Cape Town is the second-most populous city in South Africa. Founded by the Dutch East India Company on the shores of Table Bay, metropolitan Cape Town’s current estimated population is 3.74 million.
But Cape Town public health officials are calling for a “Day Zero” by mid-April. Dam water levels at that point will have fallen to 13.5 percent — a level so low that no water can be pumped through the city’s extensive water distribution system.
Mayor Patricia de Lille implemented a water rationing regime late last year that required residents to cut use to about 13 gallons a day. But she warned on Jan. 18: “Despite our urging for months‚ 60% of residents are callously using more than the 23 gallons per day.” She does not believe people will comply, and Day Zero will be around April 12.
California public health officials estimate that regardless of years of trying to reduce water use, state residents still consume an average of 88 gallons a day. That compares to the U.S. national average of 150 gallons a day, the most of any nation on the planet.
California once had the best infrastructure of any state in the nation. But Breitbart News reported that the American Society of Civil Engineers (ASCE) estimated in 2013 that California had a $65 billion public infrastructure deficit for adequate investments in dams, waterways, airports, roads, bridges, seaports, and tunnels.

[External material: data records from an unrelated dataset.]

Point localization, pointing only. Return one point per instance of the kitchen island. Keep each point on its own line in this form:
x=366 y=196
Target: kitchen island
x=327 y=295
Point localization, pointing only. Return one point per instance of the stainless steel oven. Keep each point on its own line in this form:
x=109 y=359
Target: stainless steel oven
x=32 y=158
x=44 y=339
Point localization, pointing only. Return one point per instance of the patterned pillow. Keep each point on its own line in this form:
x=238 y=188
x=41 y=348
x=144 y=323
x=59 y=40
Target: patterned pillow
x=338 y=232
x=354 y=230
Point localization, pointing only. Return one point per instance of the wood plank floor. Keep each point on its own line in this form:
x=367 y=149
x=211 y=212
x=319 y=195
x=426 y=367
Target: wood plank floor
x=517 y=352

In a grim warning that should have been heeded before last year’s near-collapse of the 770-foot high Oroville Dam, ASCE’s “Infrastructure Report Card” awarded a national low “D” grade for levees / flood control as California’s most neglected sector.
But rather than investing in traditional water system infrastructure, California’s Democrat-controlled legislature over the last decade has prioritized preparing for climate change and perpetual droughts by plugging $25 billion of infrastructure dollars into high-speed rail, water efficiency, renewable energy subsidies, and clean energy rebates.
Breitbart News reported that the private sector has opened a $1 billion desalinization plant in Carlsbad, and another $1 billion plant is under construction at Huntington Beach. Local water districts will pay about $2,257 per acre-foot for this energy-intensive water, about three times the $800 cost per acre-foot cost of the water from the San Joaquin Delta.